ELT Data Engineering Project- Trip Analysis#
This is an end-to-end data engineering project, This project uses Taxi Trips dataset
Technology Stack#
The following technologies are used to build this project
Google Cloud Storage (GCS) - as Data Lake
Prefect - for orchestration
dbt - for transformation and data modeling
Google BigQuery - for Data Warehouse
Google Looker studio - for visualizations
Data Pipeline Architecture#

Dashboard#
Reproduce it yourself#
First clone this repo to your local machine.

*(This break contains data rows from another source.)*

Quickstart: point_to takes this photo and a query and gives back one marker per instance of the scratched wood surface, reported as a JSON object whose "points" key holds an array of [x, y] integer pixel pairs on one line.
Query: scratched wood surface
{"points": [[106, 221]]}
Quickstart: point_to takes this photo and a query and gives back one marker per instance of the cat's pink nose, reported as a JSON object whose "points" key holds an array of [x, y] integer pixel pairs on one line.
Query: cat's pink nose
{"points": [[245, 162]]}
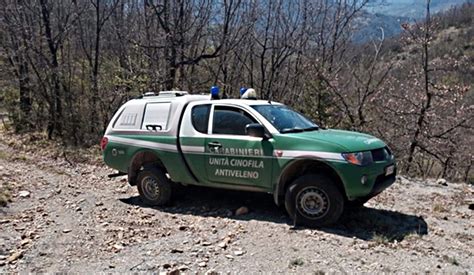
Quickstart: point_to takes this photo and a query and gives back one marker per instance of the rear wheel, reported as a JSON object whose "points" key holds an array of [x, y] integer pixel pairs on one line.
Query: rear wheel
{"points": [[314, 200], [153, 186]]}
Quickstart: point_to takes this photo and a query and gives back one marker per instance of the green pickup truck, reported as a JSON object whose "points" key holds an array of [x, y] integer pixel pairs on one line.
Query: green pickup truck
{"points": [[245, 144]]}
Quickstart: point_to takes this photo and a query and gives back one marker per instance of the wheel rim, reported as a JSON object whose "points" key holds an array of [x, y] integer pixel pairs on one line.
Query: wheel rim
{"points": [[313, 203], [151, 189]]}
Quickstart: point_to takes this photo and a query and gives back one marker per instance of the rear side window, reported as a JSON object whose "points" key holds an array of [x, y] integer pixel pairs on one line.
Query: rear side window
{"points": [[156, 114], [230, 121], [130, 118], [200, 117]]}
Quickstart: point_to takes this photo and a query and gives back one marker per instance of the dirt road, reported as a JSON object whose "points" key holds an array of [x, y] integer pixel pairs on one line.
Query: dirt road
{"points": [[71, 217]]}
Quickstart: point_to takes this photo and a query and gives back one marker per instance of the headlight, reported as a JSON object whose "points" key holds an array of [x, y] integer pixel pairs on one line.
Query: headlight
{"points": [[358, 158]]}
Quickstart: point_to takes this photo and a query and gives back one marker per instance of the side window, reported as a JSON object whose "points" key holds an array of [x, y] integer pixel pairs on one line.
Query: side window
{"points": [[129, 119], [200, 117], [230, 121], [156, 114]]}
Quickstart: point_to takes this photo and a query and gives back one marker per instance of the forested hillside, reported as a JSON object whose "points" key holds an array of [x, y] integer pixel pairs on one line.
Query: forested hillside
{"points": [[66, 66]]}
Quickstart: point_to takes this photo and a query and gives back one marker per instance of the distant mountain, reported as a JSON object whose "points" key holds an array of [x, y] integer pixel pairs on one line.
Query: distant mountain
{"points": [[370, 26], [414, 9], [390, 14]]}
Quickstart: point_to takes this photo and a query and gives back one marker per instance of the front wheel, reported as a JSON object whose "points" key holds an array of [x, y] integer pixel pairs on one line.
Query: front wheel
{"points": [[153, 186], [314, 200]]}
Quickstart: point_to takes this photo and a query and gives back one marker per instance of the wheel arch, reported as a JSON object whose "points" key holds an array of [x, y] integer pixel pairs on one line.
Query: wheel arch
{"points": [[300, 167], [140, 159]]}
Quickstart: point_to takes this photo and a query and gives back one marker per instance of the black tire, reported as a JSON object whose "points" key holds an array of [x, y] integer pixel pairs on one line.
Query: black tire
{"points": [[314, 200], [153, 186], [356, 204]]}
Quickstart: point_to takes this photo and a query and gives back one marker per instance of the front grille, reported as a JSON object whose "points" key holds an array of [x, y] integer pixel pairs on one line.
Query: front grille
{"points": [[380, 154]]}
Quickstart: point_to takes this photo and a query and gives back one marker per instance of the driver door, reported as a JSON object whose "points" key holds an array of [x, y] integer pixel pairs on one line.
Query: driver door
{"points": [[233, 157]]}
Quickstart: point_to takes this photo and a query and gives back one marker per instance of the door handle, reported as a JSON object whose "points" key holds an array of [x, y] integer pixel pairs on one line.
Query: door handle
{"points": [[214, 144]]}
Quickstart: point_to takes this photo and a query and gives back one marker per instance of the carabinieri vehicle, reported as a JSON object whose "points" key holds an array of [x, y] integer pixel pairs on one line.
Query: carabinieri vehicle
{"points": [[245, 144]]}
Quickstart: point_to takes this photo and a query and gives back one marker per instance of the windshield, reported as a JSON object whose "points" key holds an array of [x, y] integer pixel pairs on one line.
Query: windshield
{"points": [[284, 119]]}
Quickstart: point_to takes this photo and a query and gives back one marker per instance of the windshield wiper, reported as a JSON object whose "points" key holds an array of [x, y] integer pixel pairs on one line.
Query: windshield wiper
{"points": [[291, 130], [313, 128]]}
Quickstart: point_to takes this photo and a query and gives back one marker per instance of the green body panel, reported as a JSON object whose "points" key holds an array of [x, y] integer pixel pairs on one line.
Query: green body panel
{"points": [[244, 161], [231, 166], [172, 160]]}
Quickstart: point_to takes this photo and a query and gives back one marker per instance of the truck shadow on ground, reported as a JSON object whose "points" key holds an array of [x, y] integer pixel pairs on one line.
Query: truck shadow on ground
{"points": [[365, 223]]}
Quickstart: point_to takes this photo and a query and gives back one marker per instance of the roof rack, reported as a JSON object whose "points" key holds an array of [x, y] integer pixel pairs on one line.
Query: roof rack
{"points": [[173, 93]]}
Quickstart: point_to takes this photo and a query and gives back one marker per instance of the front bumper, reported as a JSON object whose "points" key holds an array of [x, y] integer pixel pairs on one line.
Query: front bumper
{"points": [[376, 182]]}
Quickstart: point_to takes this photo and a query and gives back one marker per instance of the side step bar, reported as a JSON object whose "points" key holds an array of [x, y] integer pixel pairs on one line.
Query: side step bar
{"points": [[118, 174]]}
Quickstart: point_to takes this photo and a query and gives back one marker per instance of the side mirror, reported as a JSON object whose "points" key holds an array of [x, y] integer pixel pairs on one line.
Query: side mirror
{"points": [[255, 130]]}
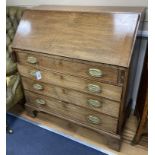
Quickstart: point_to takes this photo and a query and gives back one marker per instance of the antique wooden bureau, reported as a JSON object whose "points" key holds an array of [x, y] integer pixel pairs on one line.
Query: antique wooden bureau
{"points": [[77, 65]]}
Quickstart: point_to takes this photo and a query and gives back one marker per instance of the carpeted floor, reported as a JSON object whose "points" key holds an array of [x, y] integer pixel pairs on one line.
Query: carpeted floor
{"points": [[30, 139]]}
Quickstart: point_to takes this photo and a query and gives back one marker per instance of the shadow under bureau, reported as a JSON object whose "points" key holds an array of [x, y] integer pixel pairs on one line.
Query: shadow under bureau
{"points": [[77, 65]]}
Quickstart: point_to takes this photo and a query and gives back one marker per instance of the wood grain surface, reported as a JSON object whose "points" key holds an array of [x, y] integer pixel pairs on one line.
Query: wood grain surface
{"points": [[72, 82], [98, 37], [108, 107], [70, 66], [72, 112]]}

git clone https://github.com/Khunmi/ELT_Project_DZC
Setup your Google Cloud environment
Create a Google Cloud Platform project
Configure Identity and Access Management (IAM) for the service account, giving it the following privileges:
Viewer
Storage Admin
Storage Object Admin
BigQuery Admin
Download the JSON credentials and save it, e.g. to
~/.gc/<credentials>
Install the Google Cloud SDK
Let the environment variable point to your GCP key, authenticate it and refresh the session token
export GOOGLE_APPLICATION_CREDENTIALS=<path_to_your_credentials>.json
gcloud auth activate-service-account --key-file $GOOGLE_APPLICATION_CREDENTIALS
gcloud auth application-default login
Check out this link for a video walkthrough.
Setup your orchestration
If you do not have a prefect workspace, sign-up for the prefect cloud and create a workspace here
Create the prefect blocks via the cloud UI or adjust the variables in
/prefect/prefect_blocks.py
and run
python prefect/block/make_gcp_blocks.py
To execute the flow, run the following commands in two different terminals
prefect agent start -q 'default'
python prefect docs/parameterized_flow.py
After running the flow ‘parameterized_flow.py’ which takes about 25 mins to complete, all data sets will be uploaded to the data lake as parquet files
Data tranformation and modeling using dbt
I decided to create a free dbt cloud developer account and setup my google credential with it to enable communication between Google Bigquery and dbt
kindly refer to the core and staging models i created for more dbt tranformation docs and syntax.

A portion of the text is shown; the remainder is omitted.